Note: The other way of solving this question is that we can put the value of K one by one in the options and lead it to the respected cosine formula. Whichever option is satisfied and results into $\dfrac{\cos \left( \alpha -\beta \right)}{\cos \left( \alpha +\beta \right)}$ will be the correct answer.
For example we take the option (a) and substitute $K=\dfrac{\sin \left( \alpha \right)\sin \left( \beta \right)}{\cos \left( \alpha \right)\cos \left( \beta \right)}$ in it will result into,
$\begin{align}
  & \dfrac{1+K}{1-K}=\dfrac{1+\dfrac{\sin \left( \alpha \right)\sin \left( \beta \right)}{\cos \left( \alpha \right)\cos \left( \beta \right)}}{1-\dfrac{\sin \left( \alpha \right)\sin \left( \beta \right)}{\cos \left( \alpha \right)\cos \left( \beta \right)}} \\
 & \Rightarrow \dfrac{1+K}{1-K}=\dfrac{\dfrac{\cos \left( \alpha \right)\cos \left( \beta \right)+\sin \left( \alpha \right)\sin \left( \beta \right)}{\cos \left( \alpha \right)\cos \left( \beta \right)}}{\dfrac{\cos \left( \alpha \right)\cos \left( \beta \right)-\sin \left( \alpha \right)\sin \left( \beta \right)}{\cos \left( \alpha \right)\cos \left( \beta \right)}} \\
 & \Rightarrow \dfrac{1+K}{1-K}=\dfrac{\cos \left( \alpha \right)\cos \left( \beta \right)+\sin \left( \alpha \right)\sin \left( \beta \right)}{\cos \left( \alpha \right)\cos \left( \beta \right)-\sin \left( \alpha \right)\sin \left( \beta \right)} \\
\end{align}$
By the formulas $\cos \left( \alpha -\beta \right)=\cos \left( \alpha \right)\cos \left( \beta \right)+\sin \left( \alpha \right)\sin \left( \beta \right)$ and $\cos \left( \alpha +\beta \right)=\cos \left( \alpha \right)\cos \left( \beta \right)-\sin \left( \alpha \right)\sin \left( \beta \right)$ we will get $\dfrac{\cos \left( \alpha -\beta \right)}{\cos \left( \alpha +\beta \right)}=\dfrac{1+K}{1-K}$ which is the required answer here.

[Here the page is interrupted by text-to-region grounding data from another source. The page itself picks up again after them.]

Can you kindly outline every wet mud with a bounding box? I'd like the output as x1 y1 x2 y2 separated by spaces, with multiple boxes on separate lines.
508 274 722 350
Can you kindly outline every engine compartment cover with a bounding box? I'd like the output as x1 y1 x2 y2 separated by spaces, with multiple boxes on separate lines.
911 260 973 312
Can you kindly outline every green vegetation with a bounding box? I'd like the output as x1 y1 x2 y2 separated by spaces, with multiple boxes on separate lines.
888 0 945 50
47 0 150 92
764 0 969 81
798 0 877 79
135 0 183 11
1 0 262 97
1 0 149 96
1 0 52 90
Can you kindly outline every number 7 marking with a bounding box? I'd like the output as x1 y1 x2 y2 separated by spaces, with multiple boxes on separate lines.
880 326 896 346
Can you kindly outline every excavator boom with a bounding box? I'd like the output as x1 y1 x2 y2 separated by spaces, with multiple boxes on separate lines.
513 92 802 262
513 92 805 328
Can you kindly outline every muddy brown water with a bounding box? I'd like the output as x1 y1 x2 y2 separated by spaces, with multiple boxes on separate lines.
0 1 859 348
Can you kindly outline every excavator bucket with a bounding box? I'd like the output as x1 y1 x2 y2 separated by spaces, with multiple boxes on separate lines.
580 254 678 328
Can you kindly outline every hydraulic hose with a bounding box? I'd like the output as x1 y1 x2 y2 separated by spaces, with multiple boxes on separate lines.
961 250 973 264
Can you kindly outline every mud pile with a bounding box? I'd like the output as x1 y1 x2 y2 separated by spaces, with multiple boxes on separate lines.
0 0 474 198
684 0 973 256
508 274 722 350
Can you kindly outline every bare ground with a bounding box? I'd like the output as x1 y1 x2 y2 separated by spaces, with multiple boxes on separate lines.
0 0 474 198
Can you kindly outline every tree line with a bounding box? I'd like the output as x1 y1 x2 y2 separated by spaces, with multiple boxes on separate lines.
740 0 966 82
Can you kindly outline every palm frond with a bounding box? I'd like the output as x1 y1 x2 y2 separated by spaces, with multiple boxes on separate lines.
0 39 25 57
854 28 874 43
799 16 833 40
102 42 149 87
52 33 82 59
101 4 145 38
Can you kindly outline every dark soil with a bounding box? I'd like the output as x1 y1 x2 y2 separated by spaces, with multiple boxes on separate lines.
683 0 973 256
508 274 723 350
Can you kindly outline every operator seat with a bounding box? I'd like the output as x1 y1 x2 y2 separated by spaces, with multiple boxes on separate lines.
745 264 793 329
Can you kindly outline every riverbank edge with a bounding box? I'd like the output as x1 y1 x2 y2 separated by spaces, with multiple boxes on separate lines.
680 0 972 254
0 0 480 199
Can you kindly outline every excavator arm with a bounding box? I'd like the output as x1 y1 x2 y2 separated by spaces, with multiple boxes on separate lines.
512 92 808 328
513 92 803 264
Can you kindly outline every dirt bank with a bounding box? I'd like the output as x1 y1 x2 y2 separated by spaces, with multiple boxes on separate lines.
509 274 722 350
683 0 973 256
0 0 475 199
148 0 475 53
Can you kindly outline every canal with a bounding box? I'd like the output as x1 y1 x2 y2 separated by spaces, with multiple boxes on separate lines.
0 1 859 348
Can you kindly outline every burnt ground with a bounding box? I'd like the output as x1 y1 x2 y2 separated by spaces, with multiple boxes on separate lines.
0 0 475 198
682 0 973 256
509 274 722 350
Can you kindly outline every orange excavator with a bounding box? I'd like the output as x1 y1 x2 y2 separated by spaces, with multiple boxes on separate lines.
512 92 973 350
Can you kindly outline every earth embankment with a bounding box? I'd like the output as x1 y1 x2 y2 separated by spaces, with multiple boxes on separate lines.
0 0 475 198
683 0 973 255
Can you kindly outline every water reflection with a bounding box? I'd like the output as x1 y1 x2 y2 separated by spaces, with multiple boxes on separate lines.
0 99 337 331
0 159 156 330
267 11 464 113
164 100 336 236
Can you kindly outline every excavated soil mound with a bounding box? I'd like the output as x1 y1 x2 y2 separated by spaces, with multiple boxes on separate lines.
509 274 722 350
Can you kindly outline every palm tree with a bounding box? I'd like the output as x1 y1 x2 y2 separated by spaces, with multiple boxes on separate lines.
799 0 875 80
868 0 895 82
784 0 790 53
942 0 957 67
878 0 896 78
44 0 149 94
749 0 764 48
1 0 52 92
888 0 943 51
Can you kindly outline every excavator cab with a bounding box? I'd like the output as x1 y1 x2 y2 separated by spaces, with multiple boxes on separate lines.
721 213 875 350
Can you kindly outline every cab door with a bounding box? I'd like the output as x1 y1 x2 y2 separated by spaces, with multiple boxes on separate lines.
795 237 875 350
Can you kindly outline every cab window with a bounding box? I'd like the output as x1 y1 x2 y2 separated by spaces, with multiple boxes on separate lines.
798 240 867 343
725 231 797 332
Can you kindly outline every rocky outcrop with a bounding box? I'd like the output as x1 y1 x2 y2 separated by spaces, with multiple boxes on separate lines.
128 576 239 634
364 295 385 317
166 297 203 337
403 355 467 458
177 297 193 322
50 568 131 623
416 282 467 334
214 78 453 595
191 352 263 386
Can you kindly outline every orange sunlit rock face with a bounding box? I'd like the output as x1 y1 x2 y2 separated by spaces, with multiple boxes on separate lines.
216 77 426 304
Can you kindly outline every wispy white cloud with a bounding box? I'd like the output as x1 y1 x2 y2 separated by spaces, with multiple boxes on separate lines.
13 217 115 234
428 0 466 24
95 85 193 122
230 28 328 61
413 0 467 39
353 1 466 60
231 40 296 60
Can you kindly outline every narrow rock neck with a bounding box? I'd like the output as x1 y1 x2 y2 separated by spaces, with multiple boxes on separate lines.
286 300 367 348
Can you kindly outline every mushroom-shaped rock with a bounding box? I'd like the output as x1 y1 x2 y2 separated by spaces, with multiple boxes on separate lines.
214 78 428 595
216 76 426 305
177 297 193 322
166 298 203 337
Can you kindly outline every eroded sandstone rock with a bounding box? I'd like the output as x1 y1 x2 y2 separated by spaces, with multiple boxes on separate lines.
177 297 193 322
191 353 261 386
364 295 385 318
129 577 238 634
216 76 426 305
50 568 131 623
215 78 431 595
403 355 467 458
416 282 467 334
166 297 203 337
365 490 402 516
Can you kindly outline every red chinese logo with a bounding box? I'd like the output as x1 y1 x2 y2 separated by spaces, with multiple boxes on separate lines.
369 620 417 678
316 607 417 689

We can also divide the numerator and denominator of the equation $\dfrac{\cos \left( \alpha -\beta \right)}{\cos \left( \alpha +\beta \right)}=\dfrac{\cos \left( \alpha \right)\cos \left( \beta \right)+\sin \left( \alpha \right)\sin \left( \beta \right)}{\cos \left( \alpha \right)\cos \left( \beta \right)-\sin \left( \alpha \right)\sin \left( \beta \right)}$ by $\sin \left( \alpha \right)\sin \left( \beta \right)$ also and we will get to the same result.